CSE373 Data Structures Wi07, Homework 4

Due online Thursday, 2/1/07, at 11 pm.
Written printout due at the beginning of class, Friday, 2/2.
No late assignments will be accepted.

One of the applications of BSTs is to implement ordered sets. A set is a container that stores a collection of items with no duplicates; attempting to add a duplicate item to a set has no effect. An ordered set is a set with the additional property that when we iterate through it, we retrieve the elements in order as defined by the comparison function for those elements.

For this assignment, create Java interfaces for ordered sets and their iterators and implement those interfaces using an AVL tree as the underlying data structure. Specifically, define and implement the following two interfaces:

  1. Interface BasicSet. This is the interface describing the set operations. Include the following:
  2. Interface BasicSetIterator. This interface specifies iterator operations for a BasicSet.

Because this is a sorted set, the items in the set must have type Comparable, meaning that whatever kind of objects they are, they implement the Comparable interface, which includes the compareTo() method. The ordering specified by compareTo() is the one that determines the order in which the items are returned from the set by successive calls to the iterator's next() method.

After defining the interfaces, create an implementation of BasicSet in a class named BasicOrderedAVLTreeSet. That class should contain a nested class BasicOrderedTreeSetIterator that implements the BasicSetIterator interface.

Constraints

  1. Your implementation of BasicOrderedAVLTreeSet must use an AVL tree to store the set items. The tree should be rebalanced as necessary when items are added to it.
  2. Tree nodes should be defined as a private class inside BasicOrderedTreeSet. A tree node should only contain a reference to the item stored at that node and single links to the node's left and right children, plus whatever balance information is needed to maintain the tree's AVL property, and, if you use lazy deletion as suggested, a bit to indicate deleted nodes.
  3. Use a single instance variable in BasicOrderedAVLTreeSet to refer to the root node of the tree. This should be null for an empty tree.
  4. Your tree methods should only traverse necessary parts of the tree. For instance, contains() should only search the left or right subtree of a node when looking for a particular item.

Simplifying Assumptions

  1. You only need to implement the listed operations for your set. You do not need to implement all of the set operations provided by the standard Java collection classes.
  2. Similarly, you do not need to implement previous(), hasPrevious() or remove() for the BasicSetIterator.
  3. You may use a lazy deletion strategy, where deleted nodes are simply marked as "empty" and are not physically removed from the tree.
  4. Your code does not need to use generics.
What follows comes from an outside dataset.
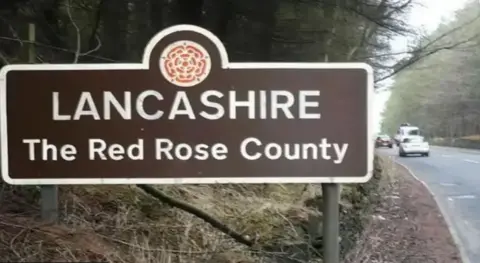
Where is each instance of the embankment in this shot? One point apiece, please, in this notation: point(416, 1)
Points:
point(273, 223)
As long as it works with arbitrary Comparable objects that is sufficient.
  5. You are not required to provide a comprehensive set of tests for your code, JUnit or otherwise. However, you do need to test your code, and JUnit might be a useful tool for that.

Extra Credit

A small amount of extra credit will be awarded for interesting extensions. A few suggestions:

  1. When an item is deleted from the tree, remove the corresponding node instead of just marking it empty, and rebalance the tree as needed.
  2. Add generics so that you can create BasicSet<T> for any type T that implements Comparable<T>.
  3. Create a mechanism to print or visualize the structure of the tree to help verify that the balance operations are working properly.

Hints

Instead of trying to implement everything at once, it would probably be easier to implement the set as an unbalanced binary tree first, then add the necessary code to keep the tree balanced as items are added.

The iterator is probably the trickiest part since it is basically doing an inorder traversal of the tree, but one node at a time each time that next() is called. To make this work, the iterator needs to keep track of the current node in the tree reached by the iteration and also all of the anscestors of that node. After visiting a node and all of its children, the iteration needs to back up to the parent of the node. If the original node was a left child of the parent, the iteration next needs to visit the parent and then its right children. You can keep track of this information by keeping a stack of the anscestor nodes along with information needed to remember whether each anscestor and/or its children have been visited yet. This information should be private data in the iterator class, and you should feel free to use an appropriate Java library list class to implement it.

What to turn in

Turn in your programming assignment online using the turnin form linked from the course web site (when available). You should include the Java source code for both the interfaces and implementations of the tree set.

Turn in a printed copy of your code at the beginning of class, Friday, 2/2.